1967 GTO fuel pump issues

Thanks for any guidance and coaching.
rob

Nb. Does anyone happen to know a great Pontiac mechanic in Montreal, quebec


----------



## GTOTIGR (May 3, 2020)

Hi RDP,

Beautiful car!

Sounds like a classic, back to basics, rule out the simple things first, type situation. If it were me, now that you know that a new / rebuilt fuel pump didn’t solve the problem, and as you say, it worked when parked for winter, you may want to put the original pump back on and run a hose from a gas can to the pump and see if it will draw fuel and start. This will tell you if it’s a gas tank issue/ blockage.

Did you replace the inline fuel filter recently? Before swapping the pump you should replace the filter. If it still won’t start, with the original pump on the car, take the carb off and clean it. There could be blockage in the accelerate pump or debris in the bowl. 

If it still won’t start, its possible, while unlikely, that your new fuel pump has a leaky diaphram. Nevertheless, you could return it and get a replacement to rule out the pump. 

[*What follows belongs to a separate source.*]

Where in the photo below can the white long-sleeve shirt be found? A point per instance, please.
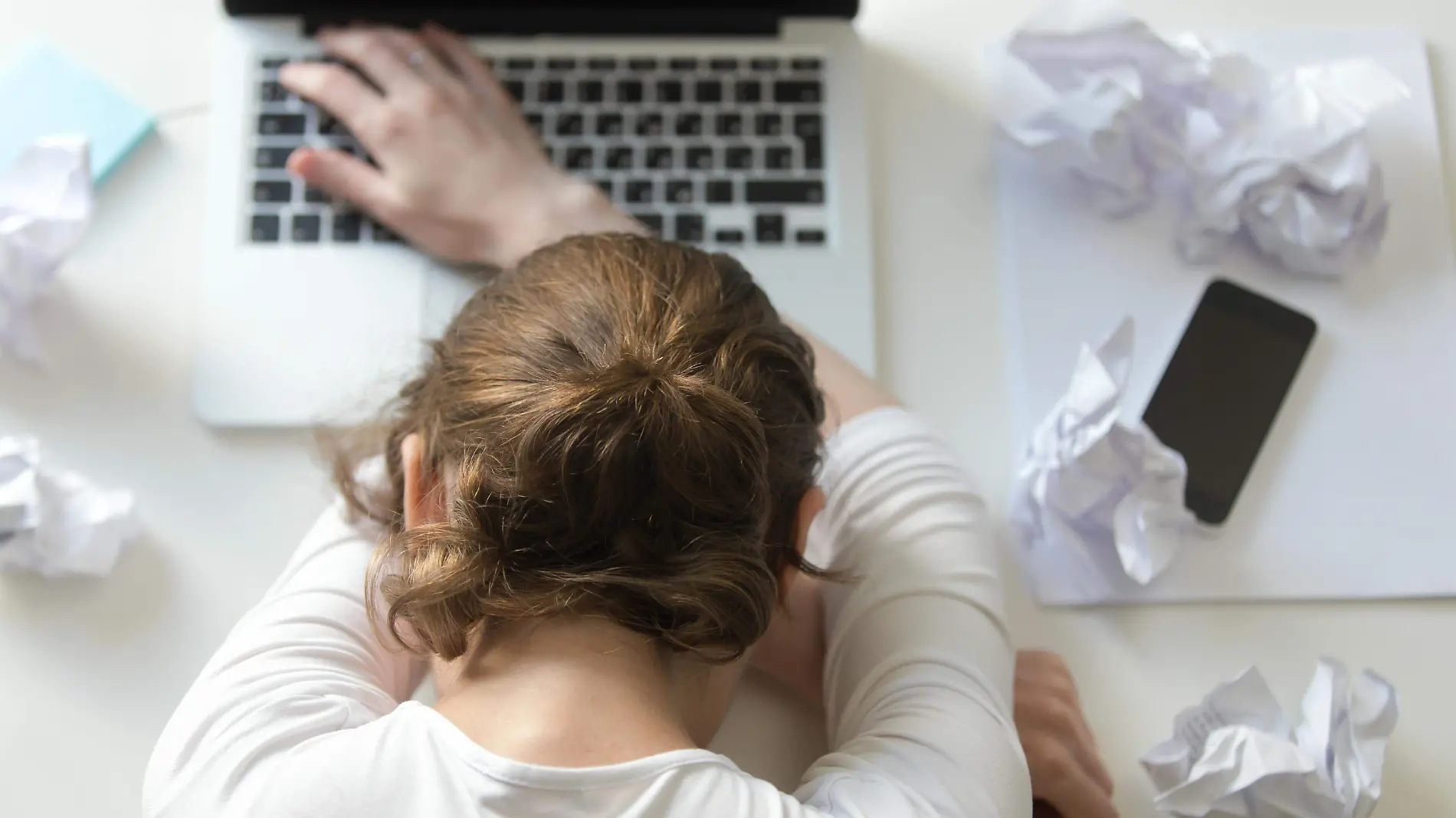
(305, 714)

Keep us posted - good luck.


----------



## geeteeohguy (Feb 2, 2008)

Make sure you install the pump properly. Usually you will have to hold it to the timing cover with force as you load the arm against the eccentric cam. If there is no resistance, there may be an issue. All looks ok from the photos, very clean. I have had vehicles sit for a couple of years and not fire up and not pump fuel initially. Priming the carb and keeping the car running always ends up allowing the fuel pump to prime and start working again. My bet is that your original pump is just fine.


----------



## Lemans guy (Oct 14, 2014)

Was your gas fresh? Or is it 2 years old. I agree and think that you did not have the eccentric against fuel pump arm, you can feel the spring pressure when bolting it on if the eccentric is turned just a bit. That let’s you know it is seated. Old gas is hard to start and vaporize.

I would reset the pump, yours put on a new fuel filter if dirty and use fresh gas.


----------



## 66COUPE (Jul 23, 2021)

geeteeohguy said:


> Make sure you install the pump properly. Usually you will have to hold it to the timing cover with force as you load the arm against the eccentric cam. If there is no resistance, there may be an issue. All looks ok from the photos, very clean. I have had vehicles sit for a couple of years and not fire up and not pump fuel initially. Priming the carb and keeping the car running always ends up allowing the fuel pump to prime and start working again. My bet is that your original pump is just fine.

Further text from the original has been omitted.